Actuellement, c’est la commune de Massy qui tiendrait la corde pour accueillir le futur stade ultra-moderne du PSG. Initialement prévue pour fin 2025, la décision finale de Nasser Al-Khelaïfi et de l’état-major parisien pourrait être avancée à la fin de la saison actuelle. Le PSG veut trancher, et vite, pour lancer ce chantier colossal.
Municipales 2026 : Le Parc des Princes au cœur de la bataille
Pourquoi ce soudain coup d’accélérateur ? Tout se joue en coulisses, sur le terrain politique. Alors qu’Anne Hidalgo maintient son veto ferme sur la vente du stade, ses potentiels successeurs commencent à briser le tabou.
Dans un entretien accordé à nos confrères du journal L’Équipe, Emmanuel Grégoire, ancien premier adjoint et candidat à la mairie, a jeté un pavé dans la mare.
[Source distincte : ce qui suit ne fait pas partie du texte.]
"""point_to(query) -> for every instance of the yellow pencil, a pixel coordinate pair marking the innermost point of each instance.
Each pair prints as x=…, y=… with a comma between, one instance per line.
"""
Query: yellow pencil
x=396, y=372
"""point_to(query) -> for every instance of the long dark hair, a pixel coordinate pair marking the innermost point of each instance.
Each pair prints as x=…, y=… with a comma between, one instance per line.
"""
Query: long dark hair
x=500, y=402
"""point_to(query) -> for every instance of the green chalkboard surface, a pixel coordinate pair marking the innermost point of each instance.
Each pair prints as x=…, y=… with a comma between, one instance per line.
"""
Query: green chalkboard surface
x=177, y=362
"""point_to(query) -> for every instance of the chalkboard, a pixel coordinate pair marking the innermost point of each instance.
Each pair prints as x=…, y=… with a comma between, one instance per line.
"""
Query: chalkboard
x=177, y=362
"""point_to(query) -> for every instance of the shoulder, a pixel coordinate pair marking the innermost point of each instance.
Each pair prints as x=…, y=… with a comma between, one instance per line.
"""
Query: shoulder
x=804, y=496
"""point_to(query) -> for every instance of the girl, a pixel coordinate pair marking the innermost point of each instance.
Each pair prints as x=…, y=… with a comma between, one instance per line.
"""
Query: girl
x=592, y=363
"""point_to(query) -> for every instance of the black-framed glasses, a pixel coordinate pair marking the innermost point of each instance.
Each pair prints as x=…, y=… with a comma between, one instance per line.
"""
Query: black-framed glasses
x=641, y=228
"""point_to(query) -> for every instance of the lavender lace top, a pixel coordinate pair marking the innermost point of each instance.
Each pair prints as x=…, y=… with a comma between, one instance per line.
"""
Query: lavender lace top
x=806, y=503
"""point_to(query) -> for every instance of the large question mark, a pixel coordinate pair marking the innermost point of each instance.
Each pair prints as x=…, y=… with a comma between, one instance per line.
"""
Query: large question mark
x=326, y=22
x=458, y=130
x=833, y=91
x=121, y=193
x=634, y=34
Il se dit désormais favorable à une vente du Parc des Princes au club pour sortir de l’impasse. Une vision partagée par Rachida Dati, également candidate, créant un front politique inédit face à la position actuelle de la municipalité.
Deux options sont désormais sur la table pour convaincre le club de rester :
- Une location longue durée (bail emphytéotique), qui laisse pour l’instant la direction parisienne très dubitative.
- Une vente encadrée avec des clauses de protection pour la Ville de Paris.
L’ultimatum de Nasser Al-Khelaïfi : 60 000 places ou rien
Pour le président du PSG, la position est limpide : sans être propriétaire, impossible d’investir les centaines de millions d’euros nécessaires à la modernisation. L’objectif est vital pour la croissance du club en Europe : passer d’une capacité de 48 000 à 60 000 places.
Si la porte de la vente reste fermée après les prochaines élections, le projet de construction à Massy ou Poissy deviendra une réalité inévitable. Entre le poids de l’histoire et les ambitions d’un géant européen, le cœur des supporters balance. Une chose est sûre : l’avenir du PSG ne s’est jamais autant joué hors du terrain.